Notice that none of these endeavors, in isolation, claims all the resources of my agency (#4).
But a series of endeavors nothing-else-considered will pose problems of local optimizations to my agency, which means I will have to find a way to integrate my pursuits in a way that I can make work with my resources (#5).
Repeating this local optimization indefinitely leads to a global optimization of all my problems. I won’t just be able to pursuit a healthy diet and eat (some, little) chocolate, but also to build relationships and friendships, hold a job, and so forth.
The big point is that I may fail in what I wish to do if I do not now consider matters globally, that is if I don’t look at all my projects and how they interact and conflict with each other (#6).

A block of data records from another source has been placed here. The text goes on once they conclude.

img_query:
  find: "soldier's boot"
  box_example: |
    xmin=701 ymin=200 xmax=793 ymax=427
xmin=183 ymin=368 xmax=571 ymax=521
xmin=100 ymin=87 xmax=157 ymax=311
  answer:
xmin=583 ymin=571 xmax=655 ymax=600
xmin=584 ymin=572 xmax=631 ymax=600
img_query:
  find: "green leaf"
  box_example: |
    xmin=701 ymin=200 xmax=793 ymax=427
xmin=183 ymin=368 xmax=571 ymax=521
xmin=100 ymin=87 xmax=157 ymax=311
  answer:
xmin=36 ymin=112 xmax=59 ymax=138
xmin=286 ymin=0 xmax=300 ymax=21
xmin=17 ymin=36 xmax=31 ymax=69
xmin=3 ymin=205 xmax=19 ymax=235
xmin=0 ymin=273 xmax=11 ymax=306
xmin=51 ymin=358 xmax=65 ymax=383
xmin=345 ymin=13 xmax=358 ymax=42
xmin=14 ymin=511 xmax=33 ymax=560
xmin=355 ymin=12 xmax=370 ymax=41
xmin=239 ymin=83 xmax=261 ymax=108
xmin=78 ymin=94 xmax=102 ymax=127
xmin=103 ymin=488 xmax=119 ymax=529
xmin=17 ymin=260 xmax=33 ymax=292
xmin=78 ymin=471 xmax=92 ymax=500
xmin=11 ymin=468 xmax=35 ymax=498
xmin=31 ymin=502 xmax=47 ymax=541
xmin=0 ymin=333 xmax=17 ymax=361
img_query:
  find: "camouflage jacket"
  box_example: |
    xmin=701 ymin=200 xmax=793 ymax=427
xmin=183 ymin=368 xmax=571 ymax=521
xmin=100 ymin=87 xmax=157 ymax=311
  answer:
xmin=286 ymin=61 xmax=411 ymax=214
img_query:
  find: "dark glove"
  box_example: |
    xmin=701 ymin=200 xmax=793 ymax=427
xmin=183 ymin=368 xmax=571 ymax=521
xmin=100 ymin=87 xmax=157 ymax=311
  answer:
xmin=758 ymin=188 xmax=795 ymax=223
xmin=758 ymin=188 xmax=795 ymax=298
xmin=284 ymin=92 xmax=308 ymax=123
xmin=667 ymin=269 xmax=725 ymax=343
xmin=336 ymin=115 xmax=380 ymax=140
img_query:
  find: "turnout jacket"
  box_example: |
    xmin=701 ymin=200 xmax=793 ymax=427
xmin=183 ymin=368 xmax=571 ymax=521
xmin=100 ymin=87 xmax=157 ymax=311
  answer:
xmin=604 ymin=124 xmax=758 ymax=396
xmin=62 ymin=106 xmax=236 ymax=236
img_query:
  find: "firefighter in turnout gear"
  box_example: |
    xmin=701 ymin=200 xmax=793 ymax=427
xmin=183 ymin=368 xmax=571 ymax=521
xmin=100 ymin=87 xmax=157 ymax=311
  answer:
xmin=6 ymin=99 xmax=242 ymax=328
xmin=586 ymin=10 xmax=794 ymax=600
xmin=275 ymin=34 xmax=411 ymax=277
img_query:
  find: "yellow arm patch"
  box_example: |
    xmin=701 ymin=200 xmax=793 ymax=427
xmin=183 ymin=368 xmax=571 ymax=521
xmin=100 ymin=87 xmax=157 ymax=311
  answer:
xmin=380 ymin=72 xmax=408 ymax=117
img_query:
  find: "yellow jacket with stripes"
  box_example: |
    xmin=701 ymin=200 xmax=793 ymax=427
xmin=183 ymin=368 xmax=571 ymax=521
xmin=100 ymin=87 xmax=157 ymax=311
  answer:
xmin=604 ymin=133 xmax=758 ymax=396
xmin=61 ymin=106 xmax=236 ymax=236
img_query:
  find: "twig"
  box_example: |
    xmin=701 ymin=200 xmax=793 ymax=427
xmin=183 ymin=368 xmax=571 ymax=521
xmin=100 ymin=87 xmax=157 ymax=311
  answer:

As Becker puts it: “on reflection, the norms of practical reasoning nothing-else-considered soon warrant the proposition that I am required, as a necessary condition of exercising my agency, to do my practical reasoning all-things-considered.”
But now I am no longer trying to optimize locally, I am applying my practical reasoning across the board, to everything that matters to me (#7).
But what is the best way to achieve this all-things-considered optimizations of my goals? Why, the perfection of my agency, of course! Which then becomes the main focus of my efforts (#8).
Step #9 reasonably postulates that all of the above doesn’t just apply to me, but to any other relevantly structured agency (i.e., assuming I am a normally functioning human being, then it applies to every normally functioning human being — not to psychopaths, for instance, nor necessarily to Martians who may be structured differently).
Step #10 is the controversial one, I think. Becker says: “healthy agents will acquire strong norms corresponding to the usual notions of wisdom, justice, benevolence, beneficence, courage, temperance, and other traits that are standardly called virtues. Indeed, developing such traits is a necessary condition for developing one’s agency from health to fitness to virtuosity.”
This is a crucial move, of course, because it directly connects agency and virtue (with its degrees of health, fitness, and virtuosity, which Becker had previously introduced in analogy with a progression of physical abilities: a healthy person, a fit athlete or regular exerciser, and a top notch virtuoso athlete).
Where does he get this from? From his previous reconstruction of the Stoic cradle argument, that is from the idea that we develop agency (and virtue) through time because we are both naturally disposed to it and our social interactions further build on that natural inclination.
The final step, #11, is in some sense a repetition or clarification of #8 above: “since any normative proposition warranted by the endeavor to perfect our agency is ultimately traceable to a requirement that we make this the most comprehensive and controlling endeavor, it will dominate any conflicting requirement from any other endeavor.”
As I said, you may or may not buy the above sequence of steps, but the whole thing seems a very valiant attempt to me, it provides us with good quality food for thought, and gets a lot right about Stoic thinking and how it may be updated to a modern worldview.